Heart disease, methamphetamine and AIDS

Abstract

Methamphetamine (MA) not only affects the nervous system but also has cardiac toxicity and immunosuppressive properties. This manuscript will provide support that there is a relationship between MA use and heart disease as well as immune dysfunction. The cardiovascular manifestations of acute MA use include tachycardia, atrioventricular arrhythmias, myocardial ischemia, myocardial ischemia and hypertension, resulting in cardiac lesions. Chronic use of MA causes cardiomyopathy including cellular infiltration, myocardial hypertrophy, myocardium rupture and fibrosis. The increased catecholamine levels are responsible for the cardiac lesions induced by MA. The additional problem with MA use is its potential to disrupt the immune system function leading to suppression of mitogen-stimulated lymphocyte, a reduction in circulating lymphocyte numbers and alternation T-lymphocyte cytokine secretion as well as B cell proinflammatory cytokine secretion. Concomitant MA use and Human Immunodeficiency Virus (HIV) infection not only enhances immunosuppression associated with HIV but also increases the heart disease occurrence with a coincidentally complication of AIDS or AIDS medications.

Introduction

Methamphetamine (MA) also known as speed, crank, go, crystal, meth, ICE or poor man's cocaine, is a derivative of amphetamine. Amphetamine including MA has a similar structure to a natural extract, ephedrine, a sympathomimetic amine used as a stimulant and possessing appetite suppression and bronchodilation properties. (MacKenzie and Heischober, 1997) MA was first synthesized by a German chemist in 1887, studied extensively, and used in the clinic until 1930s. (Anglin et al., 2000) Subsequently, MA was widely available for users and caused abuse epidemic that occurred rapidly. In the 1960s, the United States government realized that MA has significant potential of tolerance and physiologic dependence. Therefore in 1970, MA was restricted as a controlled substance by government law. MA is easily made in clandestine home laboratories by reduction of ephedrine or by the condensation of the phenylacetone and methylamine. MA is less expensive compared to cocaine and has become the most common illicit abused amine drug, resulting in rapidly increased users number. In 1996, about 2.3% of the population had used MA at least once in the United States and this epidemic also greatly spread world-widely such as Asian countries. The National Institute on Drug Abuse, 2002, NIDA Research Report, 2002.

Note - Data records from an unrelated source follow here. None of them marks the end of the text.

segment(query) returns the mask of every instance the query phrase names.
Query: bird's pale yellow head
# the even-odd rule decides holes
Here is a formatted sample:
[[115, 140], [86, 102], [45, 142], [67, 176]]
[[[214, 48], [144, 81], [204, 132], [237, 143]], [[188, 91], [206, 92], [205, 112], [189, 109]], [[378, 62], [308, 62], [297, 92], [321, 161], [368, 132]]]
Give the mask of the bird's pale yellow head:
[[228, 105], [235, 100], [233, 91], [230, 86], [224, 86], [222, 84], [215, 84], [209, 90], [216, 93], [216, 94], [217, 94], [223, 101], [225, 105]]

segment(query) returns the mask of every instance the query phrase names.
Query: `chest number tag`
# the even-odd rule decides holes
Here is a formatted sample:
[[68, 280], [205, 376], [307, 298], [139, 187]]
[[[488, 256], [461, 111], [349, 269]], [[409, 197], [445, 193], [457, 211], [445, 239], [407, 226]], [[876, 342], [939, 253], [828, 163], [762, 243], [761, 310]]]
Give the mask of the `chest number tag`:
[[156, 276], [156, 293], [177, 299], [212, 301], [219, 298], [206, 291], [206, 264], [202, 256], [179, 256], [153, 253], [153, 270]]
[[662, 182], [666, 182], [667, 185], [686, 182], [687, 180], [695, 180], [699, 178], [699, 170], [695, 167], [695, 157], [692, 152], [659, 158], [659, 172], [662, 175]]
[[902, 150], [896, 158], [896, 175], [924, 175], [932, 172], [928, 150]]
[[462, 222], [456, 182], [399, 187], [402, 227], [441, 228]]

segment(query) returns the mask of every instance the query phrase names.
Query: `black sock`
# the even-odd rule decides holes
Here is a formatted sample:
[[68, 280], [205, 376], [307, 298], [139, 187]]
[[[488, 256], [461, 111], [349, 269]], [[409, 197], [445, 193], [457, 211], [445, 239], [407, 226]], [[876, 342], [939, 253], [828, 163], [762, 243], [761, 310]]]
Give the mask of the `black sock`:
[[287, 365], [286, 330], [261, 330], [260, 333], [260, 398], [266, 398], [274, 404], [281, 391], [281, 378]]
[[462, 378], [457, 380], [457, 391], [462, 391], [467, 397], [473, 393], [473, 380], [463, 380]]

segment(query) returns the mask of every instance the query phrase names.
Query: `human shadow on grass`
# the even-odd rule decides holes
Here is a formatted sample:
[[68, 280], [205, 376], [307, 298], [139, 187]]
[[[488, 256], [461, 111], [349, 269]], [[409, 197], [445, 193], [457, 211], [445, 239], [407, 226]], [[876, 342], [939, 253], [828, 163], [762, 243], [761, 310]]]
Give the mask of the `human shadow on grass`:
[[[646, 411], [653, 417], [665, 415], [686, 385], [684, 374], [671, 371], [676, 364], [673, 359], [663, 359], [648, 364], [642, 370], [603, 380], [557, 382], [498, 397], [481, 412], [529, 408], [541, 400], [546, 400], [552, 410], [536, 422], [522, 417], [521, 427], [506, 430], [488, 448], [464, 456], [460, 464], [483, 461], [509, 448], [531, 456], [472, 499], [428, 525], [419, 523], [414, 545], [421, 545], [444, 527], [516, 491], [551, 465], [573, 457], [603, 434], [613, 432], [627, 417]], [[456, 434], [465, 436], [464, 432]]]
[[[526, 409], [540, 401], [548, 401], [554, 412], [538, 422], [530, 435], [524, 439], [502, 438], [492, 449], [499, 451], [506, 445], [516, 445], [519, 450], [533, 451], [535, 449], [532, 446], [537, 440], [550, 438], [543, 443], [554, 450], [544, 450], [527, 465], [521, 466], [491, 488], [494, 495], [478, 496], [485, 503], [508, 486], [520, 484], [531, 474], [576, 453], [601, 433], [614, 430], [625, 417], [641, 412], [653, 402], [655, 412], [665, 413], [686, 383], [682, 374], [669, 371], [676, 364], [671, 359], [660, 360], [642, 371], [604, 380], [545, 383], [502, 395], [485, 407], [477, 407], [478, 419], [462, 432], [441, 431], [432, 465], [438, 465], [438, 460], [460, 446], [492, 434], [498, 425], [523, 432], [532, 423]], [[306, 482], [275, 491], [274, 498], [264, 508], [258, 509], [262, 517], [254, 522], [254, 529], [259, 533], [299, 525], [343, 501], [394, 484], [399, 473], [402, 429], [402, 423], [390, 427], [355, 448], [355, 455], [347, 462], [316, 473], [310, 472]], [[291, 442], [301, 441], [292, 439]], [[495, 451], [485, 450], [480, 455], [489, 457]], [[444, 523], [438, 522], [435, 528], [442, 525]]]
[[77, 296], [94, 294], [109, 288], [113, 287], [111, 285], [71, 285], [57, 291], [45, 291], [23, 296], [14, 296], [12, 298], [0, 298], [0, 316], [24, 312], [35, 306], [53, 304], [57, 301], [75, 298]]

MA as a sympothemimic stimulant affects the central nervous system (CNS). MA use leads to rapid rise in blood levels generating a quick and long lasting high resulting in intense euphoria and addictive potential. (Centers for Disease Control and Prevention, 1995) MA can be taken orally, snorted, smoked or injected, in approximately increasing order of immediacy of onset. Duration is subjective, but is probably on the order of 4–8 hours. Delayed absorption (for example, due to oral ingestion) can prolong the effects relative to time of administration. Of course, larger doses last longer due to the fact that it is removed from the blood at a finite rate. The serious side effects of MA use include neurologic, obstetric, gastrointestinal, renal, endocrine complications, with possible long-term damage and cardiovascular disease, which is the most common complaint by MA users. (Derlet and Horowitz, 1995) MA abuse is also a social problem related to crime, traffic and non-traffic accidents, physical and psychological hazards. In California, MA-related hospital admissions increased 49% in 1994 compared to 1993. In Iowa, MA use accounted for 65% drug arrests, even more than alcohol arrests. (US Department of Justice-Drug Enforcement Administration, 1996) In 1999, the American Association of Poison Control Centers' (AAPCC) Toxic Exposure Surveillance System did not categorize specific methamphetamine exposures; these exposures were included in the amphetamine category. A total of 16,684 exposures were reported, with 4593 in those younger than 6 years and 4614 in those older than 19 years. During 1999, a total of 18 deaths associated with amphetamine exposures were reported to the AAPCC. Frequently, many local coroners' offices have more reliable data on fatalities associated with street-drug abuse. More seriously, MA acute overdose or chronic use has high death rate. A 5-year retrospective investigation in Japan revealed that 2.32% victims of drug use were MA-related in the drug-related death cases. (Zhu et al., 2000) In Greece, until 1997, only one MA-related fatality case was reported, while from 1997 to 2002, there were 7 out 1500 fatalities. (Raikos et al., 2002) MA use is also highly related to HIV infection and AIDS development. Rotheram-Borus et al., 1994, Molitor et al., 1998.

Thus, understanding the mechanisms, pathogenesis and effects of MA use and HIV infection on heart disease will help define therapeutic targets and avenues of prevention for these MA users, AIDS and heart disease patients.